Angola has about 28 million inhabitants and approximately 0.21 physicians/1,000 population. There is only one specialist in some medical fields in the whole country while there is not even one specialist in some other fields. The objective of this study is to investigate the significance of the Cooperation Program for Foreign Doctors (Brazil) and its impact on the provision of specialized medical care in Angola, showing the evolution of the different specialties as well as the emergence of some specialties in Angola.
A retrospective study was performed, identifying the Angolan doctors trained in Brazil by the Cooperation Program for Foreign Doctors.
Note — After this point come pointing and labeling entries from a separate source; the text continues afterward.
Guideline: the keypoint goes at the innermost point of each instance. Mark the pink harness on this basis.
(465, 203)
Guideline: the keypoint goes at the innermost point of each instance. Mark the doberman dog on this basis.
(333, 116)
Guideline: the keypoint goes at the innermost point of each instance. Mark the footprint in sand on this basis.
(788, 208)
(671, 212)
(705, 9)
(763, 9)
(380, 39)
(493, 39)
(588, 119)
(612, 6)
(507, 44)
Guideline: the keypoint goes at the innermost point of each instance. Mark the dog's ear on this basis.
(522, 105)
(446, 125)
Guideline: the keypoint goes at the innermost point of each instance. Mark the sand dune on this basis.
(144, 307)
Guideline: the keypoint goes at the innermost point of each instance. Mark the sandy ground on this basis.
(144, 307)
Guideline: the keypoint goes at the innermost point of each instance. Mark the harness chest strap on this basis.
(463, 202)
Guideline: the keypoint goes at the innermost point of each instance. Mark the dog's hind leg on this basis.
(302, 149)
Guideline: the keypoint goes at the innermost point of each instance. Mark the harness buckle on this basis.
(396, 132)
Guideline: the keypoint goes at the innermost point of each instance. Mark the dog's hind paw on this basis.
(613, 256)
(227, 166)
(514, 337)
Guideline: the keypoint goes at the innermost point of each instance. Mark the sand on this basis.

The number and specialty of the trained physicians were obtained from the database of the program, and the number of doctors in each specialty in Angola was obtained by consulting the registry of doctors of the various specialist colleges in Angola.
From February 2011 to March 2019, 111 physicians were trained in 32 specialties; there was a greater increase of 50% or more in 6 specialties, with emphasis on geriatrics, haematology, nuclear medicine, surgical oncology and sleep medicine that had no specialists.
The lack of specialist doctors is a very common problem in low-income countries; on the other hand, high-income countries are already beginning to limit training in some specialties due to lack of labour market. The Angolan cooperation model could be adopted by several countries to promote a qualitative overall growth in health care.